For many would-be buyers, the alternative to purchasing a condo is remaining in the rental market. Rental demand in Toronto remains strong, with the average rent for a one-bedroom condo rising to $2,678 in Q2 2024, a 5.5% increase year-over-year. While renting offers more flexibility and fewer upfront costs, it doesn’t provide the same long-term financial benefits as homeownership.
Many renters are waiting for a more favorable interest rate environment before making the leap to homeownership. However, if rates stay high for an extended period, more buyers may opt to remain renters for the foreseeable future, which could continue to drive up demand and prices in the rental market.
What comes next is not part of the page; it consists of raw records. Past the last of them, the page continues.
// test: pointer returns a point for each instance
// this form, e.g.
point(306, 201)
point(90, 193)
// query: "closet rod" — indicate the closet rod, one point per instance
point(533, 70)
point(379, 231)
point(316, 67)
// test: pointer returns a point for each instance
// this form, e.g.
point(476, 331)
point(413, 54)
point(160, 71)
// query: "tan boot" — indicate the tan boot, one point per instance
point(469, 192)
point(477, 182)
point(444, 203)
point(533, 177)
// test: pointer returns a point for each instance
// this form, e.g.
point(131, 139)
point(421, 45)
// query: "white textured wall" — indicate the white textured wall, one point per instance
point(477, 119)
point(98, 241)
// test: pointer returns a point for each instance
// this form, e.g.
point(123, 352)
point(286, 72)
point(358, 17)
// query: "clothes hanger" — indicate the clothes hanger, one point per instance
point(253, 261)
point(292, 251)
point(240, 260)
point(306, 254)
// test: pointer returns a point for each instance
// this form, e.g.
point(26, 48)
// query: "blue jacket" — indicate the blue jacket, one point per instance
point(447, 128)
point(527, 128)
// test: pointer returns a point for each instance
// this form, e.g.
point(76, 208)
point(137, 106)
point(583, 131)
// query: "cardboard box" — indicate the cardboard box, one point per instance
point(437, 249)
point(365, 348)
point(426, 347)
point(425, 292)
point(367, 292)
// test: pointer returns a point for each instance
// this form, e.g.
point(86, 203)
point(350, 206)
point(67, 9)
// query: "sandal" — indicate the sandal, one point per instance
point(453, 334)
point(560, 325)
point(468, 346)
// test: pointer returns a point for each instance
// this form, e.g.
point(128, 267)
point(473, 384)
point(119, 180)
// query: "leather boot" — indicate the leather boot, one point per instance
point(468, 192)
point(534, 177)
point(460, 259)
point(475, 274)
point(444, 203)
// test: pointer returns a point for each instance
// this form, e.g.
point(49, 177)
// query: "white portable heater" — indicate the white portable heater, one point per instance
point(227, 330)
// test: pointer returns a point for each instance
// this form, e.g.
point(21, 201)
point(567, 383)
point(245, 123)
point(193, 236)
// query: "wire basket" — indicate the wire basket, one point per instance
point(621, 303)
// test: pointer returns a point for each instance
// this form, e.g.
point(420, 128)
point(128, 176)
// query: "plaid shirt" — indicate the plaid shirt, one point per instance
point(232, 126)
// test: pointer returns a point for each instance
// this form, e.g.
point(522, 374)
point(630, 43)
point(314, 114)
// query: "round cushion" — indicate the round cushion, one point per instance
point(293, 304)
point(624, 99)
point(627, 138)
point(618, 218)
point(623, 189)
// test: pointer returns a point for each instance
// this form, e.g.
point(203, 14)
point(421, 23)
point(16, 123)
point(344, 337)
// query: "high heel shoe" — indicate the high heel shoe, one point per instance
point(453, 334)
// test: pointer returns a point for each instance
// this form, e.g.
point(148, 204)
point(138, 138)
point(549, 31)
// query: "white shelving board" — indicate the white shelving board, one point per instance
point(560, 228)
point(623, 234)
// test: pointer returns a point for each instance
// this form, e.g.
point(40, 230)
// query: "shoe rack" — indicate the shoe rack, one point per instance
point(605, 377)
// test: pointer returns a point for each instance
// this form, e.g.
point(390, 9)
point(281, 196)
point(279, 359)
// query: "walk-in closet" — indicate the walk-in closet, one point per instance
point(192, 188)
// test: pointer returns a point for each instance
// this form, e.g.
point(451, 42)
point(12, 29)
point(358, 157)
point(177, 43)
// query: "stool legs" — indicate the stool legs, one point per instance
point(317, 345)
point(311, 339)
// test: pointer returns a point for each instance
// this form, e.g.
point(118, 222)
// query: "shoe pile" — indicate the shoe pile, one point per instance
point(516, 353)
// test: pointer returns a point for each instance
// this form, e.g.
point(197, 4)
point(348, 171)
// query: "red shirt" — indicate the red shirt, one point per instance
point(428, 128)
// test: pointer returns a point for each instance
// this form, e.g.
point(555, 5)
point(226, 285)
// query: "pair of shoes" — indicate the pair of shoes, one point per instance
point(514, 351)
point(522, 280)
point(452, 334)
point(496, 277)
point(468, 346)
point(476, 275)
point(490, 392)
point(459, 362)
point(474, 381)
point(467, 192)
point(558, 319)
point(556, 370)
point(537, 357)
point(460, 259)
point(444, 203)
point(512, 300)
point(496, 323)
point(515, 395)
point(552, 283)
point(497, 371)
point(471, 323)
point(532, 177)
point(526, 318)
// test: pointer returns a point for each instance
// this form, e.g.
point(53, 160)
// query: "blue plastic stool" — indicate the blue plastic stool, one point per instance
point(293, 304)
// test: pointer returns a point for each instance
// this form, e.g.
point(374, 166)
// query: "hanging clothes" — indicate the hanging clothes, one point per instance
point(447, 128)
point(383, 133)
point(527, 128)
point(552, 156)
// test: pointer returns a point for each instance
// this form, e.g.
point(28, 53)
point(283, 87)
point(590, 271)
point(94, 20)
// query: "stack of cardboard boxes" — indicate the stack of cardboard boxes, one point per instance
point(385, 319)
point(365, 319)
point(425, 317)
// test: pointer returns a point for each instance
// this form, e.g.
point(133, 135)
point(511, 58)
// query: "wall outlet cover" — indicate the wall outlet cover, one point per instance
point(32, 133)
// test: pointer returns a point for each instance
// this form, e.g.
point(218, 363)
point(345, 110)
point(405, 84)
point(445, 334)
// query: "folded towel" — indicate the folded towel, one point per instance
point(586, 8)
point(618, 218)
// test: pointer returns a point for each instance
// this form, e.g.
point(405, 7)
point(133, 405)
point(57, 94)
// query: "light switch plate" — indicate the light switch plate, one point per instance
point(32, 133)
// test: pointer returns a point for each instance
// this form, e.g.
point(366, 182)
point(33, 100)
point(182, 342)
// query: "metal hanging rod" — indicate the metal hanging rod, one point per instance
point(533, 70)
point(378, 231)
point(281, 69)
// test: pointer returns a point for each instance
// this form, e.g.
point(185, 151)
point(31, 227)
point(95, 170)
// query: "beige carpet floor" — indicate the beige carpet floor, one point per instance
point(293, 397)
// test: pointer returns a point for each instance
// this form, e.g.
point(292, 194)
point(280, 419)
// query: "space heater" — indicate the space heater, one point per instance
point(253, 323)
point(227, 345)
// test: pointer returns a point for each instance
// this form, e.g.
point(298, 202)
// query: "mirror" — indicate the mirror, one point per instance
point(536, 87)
Conclusion: The Road to Recovery
Toronto’s condo market remains heavily influenced by interest rates, and until rates begin to fall, buyer hesitancy is likely to persist. For now, affordability remains a challenge, particularly for first-time buyers, and the decision to buy will depend largely on the future trajectory of mortgage rates.
Experts remain cautiously optimistic that rates could begin to fall in late 2024 or 2025, which would provide much-needed relief to buyers and potentially spark a market recovery. Until then, both buyers and sellers will need to navigate a landscape defined by high borrowing costs and ongoing market uncertainty.